This article mainly introduces PDFBox to operate PDF documents such as creating PDF documents, loading PDF documents, adding blank pages, deleting pages, getting total pages, adding text content, and PDFBox coordinate system.
Directory
1. PDFBox component
1.1. What is PDFBox
1.2. Create PDF documents
1.3. Load PDF document
1.4. Add a blank page
1.5. Delete a page
1.6. Get the total number of pages in PDF
1.7. Add text content
(1) Write a single line of content
(2) Write multiple lines of content
1.8. Coordinate system in PDFBox
1. PDFBox component
1.1, what is PDFBox
PDFBox is a tool component specially provided by Apache for manipulating PDF documents. With PDFBox, it is very convenient to perform various operations on PDF documents, such as: creating PDF documents, reading PDF document content, loading PDF document content, and merging PDF documents , Splitting PDF documents, etc., using PDFBox requires the introduction of corresponding dependencies. This article is based on the following dependencies to introduce some common methods and usage methods in PDFBox.

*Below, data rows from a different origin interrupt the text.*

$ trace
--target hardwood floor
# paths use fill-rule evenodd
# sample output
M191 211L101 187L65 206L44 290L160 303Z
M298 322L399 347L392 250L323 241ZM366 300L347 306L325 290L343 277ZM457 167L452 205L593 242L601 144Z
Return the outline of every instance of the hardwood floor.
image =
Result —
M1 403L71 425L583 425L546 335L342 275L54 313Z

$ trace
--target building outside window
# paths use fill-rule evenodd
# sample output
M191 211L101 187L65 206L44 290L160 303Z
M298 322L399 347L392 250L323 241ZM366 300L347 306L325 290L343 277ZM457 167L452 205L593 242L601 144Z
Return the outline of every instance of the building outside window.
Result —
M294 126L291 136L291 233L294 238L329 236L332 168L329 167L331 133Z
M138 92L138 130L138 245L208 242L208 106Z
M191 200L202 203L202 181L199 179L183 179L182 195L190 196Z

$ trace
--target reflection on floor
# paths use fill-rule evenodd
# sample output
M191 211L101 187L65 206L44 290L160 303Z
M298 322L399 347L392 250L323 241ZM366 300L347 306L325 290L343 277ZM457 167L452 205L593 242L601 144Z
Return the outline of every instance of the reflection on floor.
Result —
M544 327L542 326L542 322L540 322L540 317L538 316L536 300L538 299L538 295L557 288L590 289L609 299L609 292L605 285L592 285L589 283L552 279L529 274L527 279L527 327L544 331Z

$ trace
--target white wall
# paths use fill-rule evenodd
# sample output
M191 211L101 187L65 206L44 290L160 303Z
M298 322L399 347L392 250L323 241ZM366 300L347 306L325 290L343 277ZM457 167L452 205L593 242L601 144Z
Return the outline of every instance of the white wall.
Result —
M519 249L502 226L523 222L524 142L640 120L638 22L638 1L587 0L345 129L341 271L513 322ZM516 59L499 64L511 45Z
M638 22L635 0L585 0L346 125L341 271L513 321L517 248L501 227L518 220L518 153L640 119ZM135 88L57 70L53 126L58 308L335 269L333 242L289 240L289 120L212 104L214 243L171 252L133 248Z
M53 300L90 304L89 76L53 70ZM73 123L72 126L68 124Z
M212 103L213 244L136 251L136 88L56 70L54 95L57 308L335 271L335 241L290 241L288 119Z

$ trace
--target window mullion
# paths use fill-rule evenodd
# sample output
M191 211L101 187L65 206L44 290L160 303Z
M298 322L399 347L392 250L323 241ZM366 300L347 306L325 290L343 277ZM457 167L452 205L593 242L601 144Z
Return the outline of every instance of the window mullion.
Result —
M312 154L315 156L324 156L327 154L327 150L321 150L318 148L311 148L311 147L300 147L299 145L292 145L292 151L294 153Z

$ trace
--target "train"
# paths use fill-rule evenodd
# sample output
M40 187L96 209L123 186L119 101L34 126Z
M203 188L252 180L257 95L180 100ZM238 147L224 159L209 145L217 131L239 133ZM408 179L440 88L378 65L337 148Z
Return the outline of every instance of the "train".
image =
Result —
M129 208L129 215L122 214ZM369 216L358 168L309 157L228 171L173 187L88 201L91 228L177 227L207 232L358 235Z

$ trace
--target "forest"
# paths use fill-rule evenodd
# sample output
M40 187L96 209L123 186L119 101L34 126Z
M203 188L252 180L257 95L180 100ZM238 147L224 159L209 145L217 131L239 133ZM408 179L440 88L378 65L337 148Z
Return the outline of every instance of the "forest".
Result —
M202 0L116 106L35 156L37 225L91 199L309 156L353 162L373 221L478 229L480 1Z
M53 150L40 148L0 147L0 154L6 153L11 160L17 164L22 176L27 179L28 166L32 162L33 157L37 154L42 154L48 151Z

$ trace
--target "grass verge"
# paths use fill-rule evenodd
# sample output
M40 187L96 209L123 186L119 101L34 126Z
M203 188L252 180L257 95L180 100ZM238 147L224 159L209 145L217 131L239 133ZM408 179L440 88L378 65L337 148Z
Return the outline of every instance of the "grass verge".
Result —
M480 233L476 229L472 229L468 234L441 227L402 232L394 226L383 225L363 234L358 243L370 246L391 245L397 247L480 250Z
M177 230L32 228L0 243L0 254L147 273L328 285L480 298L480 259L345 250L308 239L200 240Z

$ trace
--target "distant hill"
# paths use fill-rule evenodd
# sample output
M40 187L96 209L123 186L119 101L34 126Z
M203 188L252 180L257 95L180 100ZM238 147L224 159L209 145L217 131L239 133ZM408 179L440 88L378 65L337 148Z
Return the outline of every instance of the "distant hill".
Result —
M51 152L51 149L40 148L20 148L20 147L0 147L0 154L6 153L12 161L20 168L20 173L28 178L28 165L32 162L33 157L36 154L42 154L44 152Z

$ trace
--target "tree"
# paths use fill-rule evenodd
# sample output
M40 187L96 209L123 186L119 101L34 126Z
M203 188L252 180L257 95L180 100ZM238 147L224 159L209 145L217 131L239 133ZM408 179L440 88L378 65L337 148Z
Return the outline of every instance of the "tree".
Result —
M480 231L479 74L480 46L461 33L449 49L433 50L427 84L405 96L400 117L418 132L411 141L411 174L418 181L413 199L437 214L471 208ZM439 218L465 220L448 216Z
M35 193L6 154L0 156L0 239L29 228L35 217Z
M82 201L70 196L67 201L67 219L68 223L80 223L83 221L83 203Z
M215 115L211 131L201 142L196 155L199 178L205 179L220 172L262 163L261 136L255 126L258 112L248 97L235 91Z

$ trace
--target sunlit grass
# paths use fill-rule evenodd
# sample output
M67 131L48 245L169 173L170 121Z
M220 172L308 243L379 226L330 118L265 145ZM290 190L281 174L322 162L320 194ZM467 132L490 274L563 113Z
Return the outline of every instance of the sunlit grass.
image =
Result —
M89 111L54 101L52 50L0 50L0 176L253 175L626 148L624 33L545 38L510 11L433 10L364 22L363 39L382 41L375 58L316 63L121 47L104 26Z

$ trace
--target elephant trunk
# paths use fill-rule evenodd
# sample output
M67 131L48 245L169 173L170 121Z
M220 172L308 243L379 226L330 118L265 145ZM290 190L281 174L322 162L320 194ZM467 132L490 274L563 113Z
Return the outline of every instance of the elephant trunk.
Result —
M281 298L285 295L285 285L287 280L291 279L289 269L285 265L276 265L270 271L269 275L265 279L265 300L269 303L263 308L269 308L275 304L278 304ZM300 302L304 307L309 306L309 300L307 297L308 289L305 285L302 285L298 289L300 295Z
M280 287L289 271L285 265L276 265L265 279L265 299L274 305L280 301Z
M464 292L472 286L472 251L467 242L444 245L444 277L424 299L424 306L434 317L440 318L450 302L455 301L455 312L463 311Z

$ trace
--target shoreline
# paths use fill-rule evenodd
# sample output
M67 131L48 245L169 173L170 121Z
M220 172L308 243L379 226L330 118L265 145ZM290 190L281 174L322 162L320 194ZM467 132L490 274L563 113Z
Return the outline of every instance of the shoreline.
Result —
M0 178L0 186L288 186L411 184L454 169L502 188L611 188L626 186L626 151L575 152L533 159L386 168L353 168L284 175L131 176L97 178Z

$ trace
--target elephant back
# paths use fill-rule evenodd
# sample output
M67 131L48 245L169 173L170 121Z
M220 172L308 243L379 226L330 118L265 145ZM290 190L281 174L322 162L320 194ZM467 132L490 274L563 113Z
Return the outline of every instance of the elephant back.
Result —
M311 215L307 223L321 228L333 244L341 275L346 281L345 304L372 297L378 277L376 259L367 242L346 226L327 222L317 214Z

PDFBox requires dependencies:
<dependencies> <!-- Import PDFBox-related dependencies start --> <dependency> <groupId>org.apache.pdfbox</groupId> <artifactId>pdfbox</artifactId> <version>2.0.29</version> </dependency> <dependency> <groupId>org.apache.pdfbox</groupId> <artifactId>fontbox</artifactId> <version>2.0.29</version> </dependency> <dependency> <groupId>org.apache.pdfbox</groupId> <artifactId>xmpbox</artifactId> <version>2.0.29</version> </dependency> <dependency> <groupId>org.apache.pdfbox</groupId> <artifactId>preflight</artifactId> <version>2.0.29</version> </dependency> <dependency> <groupId>org.apache.pdfbox</groupId> <artifactId>pdfbox-tools</artifactId> <version>2.0.29</version> </dependency> <dependency> <groupId>org.apache.pdfbox</groupId> <artifactId>jempbox</artifactId> <version>1.8.17</version> </dependency> <!-- Import PDFBox-related dependencies End --> </dependencies>
1.2, Create PDF document
pdf, the English full name is: Portable Document File, portable document file, also known as pdf document, a document contains multiple pages, and each page contains a lot of text, paragraphs, images and other content.
To create a PDF document, you only need to create a 【PDDocument】 object. This object represents the PDF document object. The PDF document created in this way does not contain any pages, so when you open this PDF, it will Prompt error.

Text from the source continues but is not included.